One of the very few exceptions is that there are no mercanes in Sigil. According the PSMC2, they avoid the Cage like the plague. No one knows why, but they seem terrified of it.
The other exception, of course, is that the city will accept nothing with a divine rank, although there are rumors of something going on in a place called Harbinger House where that might be changing...
The "planar commitment" trait from the Manual of the Planes is without question the most pointless, moronic, and fun-destroying rule in the book. It deserves nothing but ridicule whenever it is mentioned. Petitioners will tend to remain in their final rewards/punishments by default, but there's absolutely no good reason to create a rule outright banning them from ever escaping their planes. Why shouldn't I be able to create an exceptional petitioner as a PC? Why can't I have a petitioner flee prosecution or a messy relationship in its home domain, or gotten lost due to an errant planar rift or portal, or been kidnapped, or immigrated with a vast wave of other migrants upon the death of their patron deity? So many story possibilities killed with one ill-thought-out line.
What's more, the rule ignored established lore, which said that Sigil does have petitioners in it - not a lot, but some. The Grixxit is a petitioner from Ysgard, formally a member of the Expansionist faction, bent on revenge for the destruction of her fellows. The Planescape boxed set included a short scenario involving a petitioner of the Chinese pantheon who accidently got rerouted to Sigil while Yen-Wang-Yeh was busy reporting to Shang-ti. There's another adventure that involves a petitioner from the Beastlands going to Sigil to complete some unfinished business from its life. The former factol of the Fraternity of Order, Hashkar, was even a petitioner.

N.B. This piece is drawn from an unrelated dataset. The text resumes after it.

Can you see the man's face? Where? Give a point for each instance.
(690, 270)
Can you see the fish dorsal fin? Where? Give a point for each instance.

If the idea of the trait wasn't stupid enough, the Manual of the Planes managed to make it even dumber by adding a bunch of arbitrary and unexplained exceptions. So lantern archons, lemures, larvae, and manes can leave their planes, but petitioners from Acheron, Ysgard, the Beastlands, and the Outlands can't? And we're given no justification for why certain kinds of petitioners are mysteriously immune to this otherwise immutable rule. For that matter, we aren't given any justification for why any petitioners should be bound to it. If some forms of petitioners can somehow avoid this restriction, why can't others?
Finally, as I said, the rule is pointless. Exactly how will the game be harmed by allowing petitioners to occasionally travel? There's no reason for such a restriction. Will not travel, sure, I can buy that. Most won't want to go anywhere, or their gods won't allow it. But can't, as a trait inherent to the template? Such nonsense.